Interpretive Summary: Riparian ecosystems are known to be effective at trapping and/or removing nutrients including nitrogen (N). Much of the trapping ability or ability to act as a N sink is due to uptake of N by vegetation and microbial removal of N by denitrification. Unfortunately, long-term enrichment of ecosystems with N may lead to N saturation and a decrease in ability of ecosystem to remove or trap N and thus a decrease in water quality improve ment function of the ecosystem. These changes may be manifested through changes in soil microbiological populations and processes in soil of the affected ecosystem. Adding N to soils of a riparian ecosystem experimental- ly, either in one large pulse or multiple smaller pulses is one way to test effects of long term N additions. N additions to a riparian forest were shown to affect denitrification rate (microbial reduction of nitrate to dinitrogen gas) where the soil was wetter and had higher soil organic matter. There was also an increase in types of nematodes that feed on bacteria and increased fungi levels in the soil. Although N additions were effectively removed from the soil of the riparian ecosystem, removal appears to have been due to denitrification rather than immobilization into biomass of microorganisms. These findings indicate that riparian ecosystem may be well adapted to long-term N additions and that N saturation hypothesized in other forest ecosystems is of less concern in riparian ecosystems adapted to high levels of N input.

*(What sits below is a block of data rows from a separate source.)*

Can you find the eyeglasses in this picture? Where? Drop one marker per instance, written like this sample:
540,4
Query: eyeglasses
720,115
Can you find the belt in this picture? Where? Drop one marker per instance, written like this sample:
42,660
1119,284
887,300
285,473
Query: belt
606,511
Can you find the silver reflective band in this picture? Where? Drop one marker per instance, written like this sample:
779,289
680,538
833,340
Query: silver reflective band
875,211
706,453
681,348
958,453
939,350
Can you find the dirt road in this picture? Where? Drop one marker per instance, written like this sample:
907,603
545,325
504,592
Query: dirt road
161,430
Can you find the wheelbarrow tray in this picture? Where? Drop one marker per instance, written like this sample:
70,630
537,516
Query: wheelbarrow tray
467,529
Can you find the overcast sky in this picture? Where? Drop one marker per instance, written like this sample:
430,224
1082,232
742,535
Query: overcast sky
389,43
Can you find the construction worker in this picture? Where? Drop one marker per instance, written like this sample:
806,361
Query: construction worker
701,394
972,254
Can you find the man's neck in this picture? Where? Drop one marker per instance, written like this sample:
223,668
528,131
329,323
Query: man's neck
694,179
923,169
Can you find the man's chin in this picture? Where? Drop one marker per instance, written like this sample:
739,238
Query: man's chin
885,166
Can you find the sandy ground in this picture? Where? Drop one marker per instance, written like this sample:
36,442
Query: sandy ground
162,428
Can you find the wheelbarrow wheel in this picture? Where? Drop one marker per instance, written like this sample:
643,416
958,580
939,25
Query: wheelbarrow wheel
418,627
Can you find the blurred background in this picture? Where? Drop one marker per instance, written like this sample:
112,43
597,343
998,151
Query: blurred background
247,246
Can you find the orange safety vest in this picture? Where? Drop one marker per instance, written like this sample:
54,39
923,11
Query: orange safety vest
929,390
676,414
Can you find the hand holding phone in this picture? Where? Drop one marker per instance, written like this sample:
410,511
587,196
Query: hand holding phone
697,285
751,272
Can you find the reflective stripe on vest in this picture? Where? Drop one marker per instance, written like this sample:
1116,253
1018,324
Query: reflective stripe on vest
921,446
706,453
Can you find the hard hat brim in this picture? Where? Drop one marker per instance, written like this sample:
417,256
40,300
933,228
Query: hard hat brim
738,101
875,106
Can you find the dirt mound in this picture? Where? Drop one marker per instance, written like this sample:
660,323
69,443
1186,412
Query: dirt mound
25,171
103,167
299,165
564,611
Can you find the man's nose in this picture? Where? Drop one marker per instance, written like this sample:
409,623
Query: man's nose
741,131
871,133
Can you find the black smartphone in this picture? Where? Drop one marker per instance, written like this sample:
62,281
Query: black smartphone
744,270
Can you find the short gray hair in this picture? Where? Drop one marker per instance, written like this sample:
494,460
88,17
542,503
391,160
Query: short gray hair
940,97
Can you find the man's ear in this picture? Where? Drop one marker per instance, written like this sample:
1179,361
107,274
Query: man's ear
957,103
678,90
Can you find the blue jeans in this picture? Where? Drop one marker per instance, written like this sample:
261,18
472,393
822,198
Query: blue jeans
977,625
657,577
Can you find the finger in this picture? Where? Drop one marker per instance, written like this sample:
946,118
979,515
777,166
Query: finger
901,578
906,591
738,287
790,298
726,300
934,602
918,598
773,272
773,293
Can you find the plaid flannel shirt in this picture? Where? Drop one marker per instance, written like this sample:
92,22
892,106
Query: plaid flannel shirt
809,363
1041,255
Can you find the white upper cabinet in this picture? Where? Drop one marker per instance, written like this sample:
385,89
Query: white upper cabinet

Technical Abstract: A nitrogen (N) addition experiment was conducted to investigate potential in soil microbial characteristics of riparian forests subject to chronic N inputs from agriculture. Study was conducted in a mature riparian forest buffer in the Gulf-Atlantic Coastal Plain of Georgia. Temporal changes in denitrification, soil respiration, soil microbial biomass and soil bacterial and fungal activity were measured for 6 months following single and repeated inorganic N additions to riparian zone. Effects of additions were followed in a zone 1 (nearest the stream) and a zone 2 (closer to the adjacent agricultural area) within riparian site, corresponding to two zones of a managed riparian forest buffer. Zone 1 soil had higher soil moisture, larger labile and microbial C and N pools, higher denitrifica- tion, higher respiration and a lower pH than zone 2 soils. Over time, all added N was effectively removed from zone 1 by denitrification, regardless of wheter N was added in a single pulse or multiple small pulses. In contrast, added N did not significantly stimulate dentrification in zone 2 soil, which lacked anaerobic conditions and had lower labile C levels. N addition did not result in net N immobilization in either zone, indicating that microbial immobilization and storage of N is not a major N removal mechanism in this riparian forest. In both zones, N additions slightly reduced microbial C and basal respiration and increased fungal activity. Although bacterial activity was not significantly affected, observation of increased bacterivorous nematode populations in N amended soils suggest that bacterial production had been temporarily stimulated by N addition.